Hak, hukuk ve adalet; bunlar sadece afili kelimeler değil, insan olmanın temel taşlarıdır.
Bu değerler herkes için geçerlidir.
Kimsenin ayrıcalığı olmadığı gibi, kimsenin dokunulmazlığı da olmamalıdır.
Haksızlık karşısında susmak, insanlıktan vazgeçmek, dilsiz şeytan olmaktır.
İnsan olarak bizler yalnızca kendi hak, hukuk ve adalet taleplerimizin mücadelesini vermekle değil; aynı zamanda haksızlığa uğrayanın yanında durmak, onun sesini duyurmakla mükellefiz.
Bu bir lütuf değil, bir görevdir.
İnsan olmanın gereğidir.
İnancımız, kültürümüz ve geleneklerimiz de bize bunu vaaz eder.
Peygamberler ve onun izinden gidenler hep adaletin peşinden gitmiş, haksızlık karşısında dimdik durmuşlardır.
Tarih boyunca onların duruş, kararlılık ve mücadeleleri, günümüzde de bize örnek teşkil etmektedir.
Haksızlık nereden gelirse gelsin, kime yapılırsa yapılsın, karşısında set olmak gerekir.
Bu set, sadece sözle değil; eylemle örülmelidir.
Sessiz kalmak, haksızlığın suç ortağı olmaktır.
Unutmayalım ki bir mağduriyete göz yummak, diğerine davetiye çıkarmaktır.
Tarihin tozlu sayfaları, haksızlıklar karşısında susan toplumların nasıl acı sonlarla karşılaştığını anlatır.
Bunlardan ders almamak, gelecekte aynı hataları tekrarlamak anlamı taşır.
Zulme uğrayanın dini, dili, ırkı, rengi sorulmaz.
Hak, hukuk ve adaleti düşmanımız da olsa onlar için de istemek şarttır.
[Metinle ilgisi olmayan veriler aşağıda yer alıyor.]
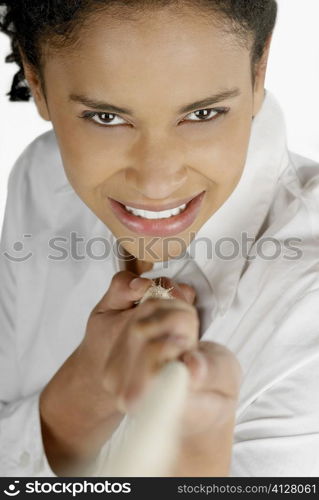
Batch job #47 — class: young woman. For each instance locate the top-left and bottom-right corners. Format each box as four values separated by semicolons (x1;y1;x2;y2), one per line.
0;0;319;476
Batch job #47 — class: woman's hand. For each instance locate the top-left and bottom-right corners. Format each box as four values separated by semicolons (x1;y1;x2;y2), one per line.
171;342;242;477
40;271;199;475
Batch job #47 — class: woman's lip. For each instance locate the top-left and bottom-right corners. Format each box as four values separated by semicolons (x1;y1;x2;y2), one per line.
108;191;206;236
109;191;202;212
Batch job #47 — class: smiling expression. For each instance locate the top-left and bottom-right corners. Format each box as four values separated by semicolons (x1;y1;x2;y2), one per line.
26;2;265;262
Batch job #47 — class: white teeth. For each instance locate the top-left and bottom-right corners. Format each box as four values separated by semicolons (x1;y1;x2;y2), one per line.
125;203;186;219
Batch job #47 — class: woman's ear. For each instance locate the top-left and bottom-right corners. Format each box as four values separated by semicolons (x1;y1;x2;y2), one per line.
253;35;272;116
22;57;51;121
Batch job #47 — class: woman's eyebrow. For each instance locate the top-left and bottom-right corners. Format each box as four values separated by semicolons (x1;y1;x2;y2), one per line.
69;88;240;116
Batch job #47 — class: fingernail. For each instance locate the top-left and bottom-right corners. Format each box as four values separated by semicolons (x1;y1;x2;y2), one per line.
130;278;144;290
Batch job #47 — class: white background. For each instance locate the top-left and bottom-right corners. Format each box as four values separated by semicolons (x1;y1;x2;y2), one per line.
0;0;319;234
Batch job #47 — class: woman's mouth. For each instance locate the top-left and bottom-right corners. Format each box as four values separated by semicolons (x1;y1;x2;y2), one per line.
108;191;205;236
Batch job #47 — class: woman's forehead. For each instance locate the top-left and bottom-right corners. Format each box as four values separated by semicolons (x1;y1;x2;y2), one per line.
46;9;250;102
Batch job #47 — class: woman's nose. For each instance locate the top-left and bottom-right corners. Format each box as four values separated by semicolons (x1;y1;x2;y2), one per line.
126;137;187;200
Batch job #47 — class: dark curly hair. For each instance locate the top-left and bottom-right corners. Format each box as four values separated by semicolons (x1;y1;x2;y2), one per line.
0;0;277;101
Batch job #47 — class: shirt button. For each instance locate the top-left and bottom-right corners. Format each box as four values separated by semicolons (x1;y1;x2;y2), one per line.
19;451;30;467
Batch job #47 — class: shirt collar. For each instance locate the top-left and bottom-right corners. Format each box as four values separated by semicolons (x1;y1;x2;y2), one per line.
187;91;289;314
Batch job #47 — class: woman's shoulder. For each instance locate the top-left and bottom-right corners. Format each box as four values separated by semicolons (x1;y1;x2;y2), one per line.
9;129;71;195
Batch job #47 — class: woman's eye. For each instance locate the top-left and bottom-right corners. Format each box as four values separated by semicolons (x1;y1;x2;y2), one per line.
82;111;127;127
185;108;229;122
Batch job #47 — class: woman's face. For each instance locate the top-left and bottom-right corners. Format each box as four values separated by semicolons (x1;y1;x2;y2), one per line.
29;4;264;262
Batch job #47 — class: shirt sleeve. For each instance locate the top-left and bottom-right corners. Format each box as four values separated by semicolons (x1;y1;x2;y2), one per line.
0;151;122;477
0;155;56;477
229;336;319;477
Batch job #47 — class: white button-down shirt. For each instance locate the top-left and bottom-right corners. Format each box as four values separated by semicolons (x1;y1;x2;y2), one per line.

Samimiyet bunu gerektirir.
Bu konudaki samimiyetsizliğin bedeli; gün gelir, başkalarına çok gördüğümüz hak, hukuk ve adaletin bize de çok görülmeye başlanmasıyla ödenir.
Bir haksızlığa ses çıkarıp diğerine kulak tıkamak riyakârlıktır.
İnsan hakları savunuculuğu yaparken sadece kendimize yakın bulduğumuz mağdurları savunmak, samimiyetten uzak bir ikiyüzlülüktür.
Adalet herkes için eşit olmalıdır.
Irk, din, dil, cinsiyet ayrımı yapmadan herkesin hakkını savunmak, gerçek bir insan hakları savunucusunun boynunun borcudur.
Bu görev, sadece teoride kalmamalı, pratikte de uygulanmalıdır.
Kimden gelirse gelsin, kime karşı olursa olsun zulme karşı durmalı; hakkın yanında yer almalıyız.
Haksızlık karşısında susmak, çok şey kaybetmek demektir.
Susmak sadece hak, hukuk ve adalete değil, insanlığımıza da ihanettir.
Sesimiz, haksızlığa uğrayanların sesi olmalı; adaletin gür sedası olmalıdır.
Ancak bu şekilde daha adil, daha yaşanabilir bir dünya kurma iddiamızda samimi olabiliriz.
Gelecek nesillerin bizden alacağı miras, adaletin ve insan haklarının en yüksek düzeyde korunduğu bir dünya olmalıdır.
Bu mirası onlara bırakmak, bizlerin en önemli sorumluluklarından biridir.